2. Généralisation sur la carrière de l’objet technique pendant la vente : traduction des objets intermédiaires

Par rapport aux autres étapes de la carrière de l’objet technique, la vente permet de mettre en lumière les mécanismes de passage des représentations de l'objet à l’objet intermédiaire. Il ne s’agit pas d’affirmer que le processus de vente se limite à la construction d’objet intermédiaire et notre étude montre que cette étape prend également la forme d’une boucle lien les trois formes de l’objet. Néanmoins, la construction d’un consensus sur la définition de l’objet dans un réseau constitue le cœur de cette étape et nous permet de développer notre modèle sur cet aspect. Nous avons distingué trois types en fonction des rapports de pouvoir existant et de la maîtrise que les acteurs ont des différents langages. Le cas des transports en compte propre en France est une « traduction unilatérale ». Le vendeur utilise son monopole sur le langage des caractéristiques techniques des véhicules et des produits de la marque pour contrôler ce processus. Le cas du transport pour compte d’autrui en France et de la relation entre chargeurs et transporteur en Chine est une « négociation ». C’est un rapport de pouvoir préexistant au réseau sociotechnique qui influe le processus. L’acteur favorisé par le rapport de force impose alors sa représentation de l’objet. Enfin, le cas des relations entre un transporteur et son cercle de connaissance est une « discussion ». Le concept de « face » permet de maîtriser les rapports de force au sein du cercle et de créer une confrontation plus ouverte entre les différentes représentations de l’objet en présence.

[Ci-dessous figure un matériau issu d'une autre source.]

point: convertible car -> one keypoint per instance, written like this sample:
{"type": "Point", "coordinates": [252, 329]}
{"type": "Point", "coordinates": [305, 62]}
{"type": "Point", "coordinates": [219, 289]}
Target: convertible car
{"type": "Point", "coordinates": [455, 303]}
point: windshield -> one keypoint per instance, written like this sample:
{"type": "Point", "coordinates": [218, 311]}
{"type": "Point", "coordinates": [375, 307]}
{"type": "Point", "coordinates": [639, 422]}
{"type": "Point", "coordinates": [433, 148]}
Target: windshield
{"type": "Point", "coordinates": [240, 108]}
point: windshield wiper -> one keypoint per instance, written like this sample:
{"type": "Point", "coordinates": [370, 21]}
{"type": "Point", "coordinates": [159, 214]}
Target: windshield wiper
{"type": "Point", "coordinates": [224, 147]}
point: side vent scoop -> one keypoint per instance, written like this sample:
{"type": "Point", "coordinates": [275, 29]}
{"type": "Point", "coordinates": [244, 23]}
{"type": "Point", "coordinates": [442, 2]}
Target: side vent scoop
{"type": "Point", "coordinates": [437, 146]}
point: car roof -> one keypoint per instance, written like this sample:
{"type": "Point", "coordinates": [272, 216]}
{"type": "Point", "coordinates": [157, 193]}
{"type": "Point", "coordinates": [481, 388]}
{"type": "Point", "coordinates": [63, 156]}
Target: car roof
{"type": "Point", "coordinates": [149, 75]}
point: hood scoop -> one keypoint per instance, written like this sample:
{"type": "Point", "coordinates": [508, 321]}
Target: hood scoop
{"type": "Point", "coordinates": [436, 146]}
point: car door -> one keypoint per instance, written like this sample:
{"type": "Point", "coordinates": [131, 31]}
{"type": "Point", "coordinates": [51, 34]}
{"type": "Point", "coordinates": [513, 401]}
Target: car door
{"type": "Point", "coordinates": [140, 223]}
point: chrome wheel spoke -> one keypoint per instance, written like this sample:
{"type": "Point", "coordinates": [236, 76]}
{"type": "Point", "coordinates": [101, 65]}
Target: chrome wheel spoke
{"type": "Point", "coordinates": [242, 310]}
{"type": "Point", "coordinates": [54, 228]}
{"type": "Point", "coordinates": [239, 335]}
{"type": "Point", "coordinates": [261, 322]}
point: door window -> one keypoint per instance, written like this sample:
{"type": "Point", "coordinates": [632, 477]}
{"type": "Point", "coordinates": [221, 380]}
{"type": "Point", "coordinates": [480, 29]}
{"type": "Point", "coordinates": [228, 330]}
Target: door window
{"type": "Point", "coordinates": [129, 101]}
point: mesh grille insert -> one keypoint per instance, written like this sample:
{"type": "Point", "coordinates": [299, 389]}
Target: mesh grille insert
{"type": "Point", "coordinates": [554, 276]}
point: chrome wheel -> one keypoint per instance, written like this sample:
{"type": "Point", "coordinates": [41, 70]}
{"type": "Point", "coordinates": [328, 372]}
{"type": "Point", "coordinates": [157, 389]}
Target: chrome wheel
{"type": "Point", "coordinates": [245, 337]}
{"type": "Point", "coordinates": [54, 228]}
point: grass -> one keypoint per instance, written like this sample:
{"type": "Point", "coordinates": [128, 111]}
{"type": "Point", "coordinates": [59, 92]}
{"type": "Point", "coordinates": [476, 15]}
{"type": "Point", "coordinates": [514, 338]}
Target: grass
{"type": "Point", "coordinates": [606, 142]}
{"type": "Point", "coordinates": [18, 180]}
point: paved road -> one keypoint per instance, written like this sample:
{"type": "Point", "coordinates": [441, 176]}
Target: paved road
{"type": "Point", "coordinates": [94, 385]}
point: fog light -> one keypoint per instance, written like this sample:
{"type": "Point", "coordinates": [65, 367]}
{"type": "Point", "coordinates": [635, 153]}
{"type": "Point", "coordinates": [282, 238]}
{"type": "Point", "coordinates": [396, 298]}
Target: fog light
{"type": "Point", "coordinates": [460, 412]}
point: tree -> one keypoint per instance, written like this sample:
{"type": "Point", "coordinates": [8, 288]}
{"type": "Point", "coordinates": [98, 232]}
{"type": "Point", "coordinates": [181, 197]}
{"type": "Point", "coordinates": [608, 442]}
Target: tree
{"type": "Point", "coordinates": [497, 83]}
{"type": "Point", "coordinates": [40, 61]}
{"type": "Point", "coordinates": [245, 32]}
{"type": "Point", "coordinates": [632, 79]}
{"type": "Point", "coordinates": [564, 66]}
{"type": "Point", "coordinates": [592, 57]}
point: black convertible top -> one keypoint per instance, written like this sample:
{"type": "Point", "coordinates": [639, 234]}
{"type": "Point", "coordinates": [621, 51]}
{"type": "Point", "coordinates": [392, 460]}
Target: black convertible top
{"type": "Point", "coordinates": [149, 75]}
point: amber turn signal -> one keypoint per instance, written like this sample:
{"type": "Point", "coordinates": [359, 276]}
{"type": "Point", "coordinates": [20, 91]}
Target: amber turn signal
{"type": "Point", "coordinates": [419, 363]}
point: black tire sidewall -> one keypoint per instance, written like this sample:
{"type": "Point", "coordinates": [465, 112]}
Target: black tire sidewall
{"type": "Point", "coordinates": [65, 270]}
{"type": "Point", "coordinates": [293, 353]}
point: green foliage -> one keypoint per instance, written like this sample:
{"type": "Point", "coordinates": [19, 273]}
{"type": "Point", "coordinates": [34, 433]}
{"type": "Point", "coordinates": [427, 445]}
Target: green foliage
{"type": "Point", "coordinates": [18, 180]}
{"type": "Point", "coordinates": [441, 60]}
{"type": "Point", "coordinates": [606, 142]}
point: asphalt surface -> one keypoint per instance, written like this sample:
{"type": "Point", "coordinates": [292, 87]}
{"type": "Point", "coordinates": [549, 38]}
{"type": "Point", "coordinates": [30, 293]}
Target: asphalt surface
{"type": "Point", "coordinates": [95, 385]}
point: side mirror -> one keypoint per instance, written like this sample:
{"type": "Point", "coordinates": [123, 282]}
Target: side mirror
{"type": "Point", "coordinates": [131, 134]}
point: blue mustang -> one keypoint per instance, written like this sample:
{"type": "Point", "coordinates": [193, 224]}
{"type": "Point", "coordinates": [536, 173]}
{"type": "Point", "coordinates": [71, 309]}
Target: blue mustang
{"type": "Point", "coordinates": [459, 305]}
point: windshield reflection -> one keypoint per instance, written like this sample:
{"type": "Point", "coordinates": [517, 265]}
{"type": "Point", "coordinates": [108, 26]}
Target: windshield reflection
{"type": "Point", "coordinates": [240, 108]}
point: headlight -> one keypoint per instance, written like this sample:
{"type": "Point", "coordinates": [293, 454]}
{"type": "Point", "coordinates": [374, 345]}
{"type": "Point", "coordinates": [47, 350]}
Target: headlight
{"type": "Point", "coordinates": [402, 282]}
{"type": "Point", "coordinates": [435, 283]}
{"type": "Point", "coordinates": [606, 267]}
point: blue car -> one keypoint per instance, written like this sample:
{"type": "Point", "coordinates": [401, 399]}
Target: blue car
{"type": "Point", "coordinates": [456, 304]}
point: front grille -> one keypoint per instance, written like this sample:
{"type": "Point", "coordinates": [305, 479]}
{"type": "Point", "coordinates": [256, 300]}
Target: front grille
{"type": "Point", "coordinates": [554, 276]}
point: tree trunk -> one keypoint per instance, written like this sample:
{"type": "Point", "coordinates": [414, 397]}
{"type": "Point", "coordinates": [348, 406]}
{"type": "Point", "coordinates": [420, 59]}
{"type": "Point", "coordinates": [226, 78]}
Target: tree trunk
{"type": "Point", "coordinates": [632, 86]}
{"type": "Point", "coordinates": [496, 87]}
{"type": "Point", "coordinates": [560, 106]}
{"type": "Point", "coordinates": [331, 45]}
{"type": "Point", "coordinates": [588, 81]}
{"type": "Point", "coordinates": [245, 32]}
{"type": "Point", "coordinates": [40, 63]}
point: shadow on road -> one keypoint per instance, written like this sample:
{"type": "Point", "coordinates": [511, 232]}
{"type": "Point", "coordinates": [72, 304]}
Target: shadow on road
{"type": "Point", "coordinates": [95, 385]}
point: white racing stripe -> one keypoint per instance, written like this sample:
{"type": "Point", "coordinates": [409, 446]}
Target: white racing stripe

Le processus de construction des objets intermédiaires à partir des représentations est donc marqué par la co-construction des aspects techniques et sociaux c’est-à-dire par leur entremêlement sans qu’il soit possible de les distinguer. Néanmoins, dans les trois cas de traduction des représentations, les accords sur la définition du camion dépendent aussi des possibilités de combinaisons qui sont liées aux contraintes techniques, qui ont été anticipées par le constructeur en France ou aux stocks constitués par les concessionnaires en Chine. Des contraintes techniques et physiques liées à l’objet matériel interviennent dans la traduction. Ainsi, la combinaison de certains éléments n’est pas possible du fait de leur constitution. Cette contrainte tient à l’appartenance de l’objet technique au domaine physique ou à un système technique. Néanmoins, elles ne sont pas pour autant asociales puisque le choix d’autres techniques, ou s’il n’en existe pas, la recherche d’autres techniques auraient pu permettre d’apporter une réponse compatible. Il se produit alors une interaction entre domaine technique et social qu’il est possible de décrire grâce aux outils de l’approche de la co-influence.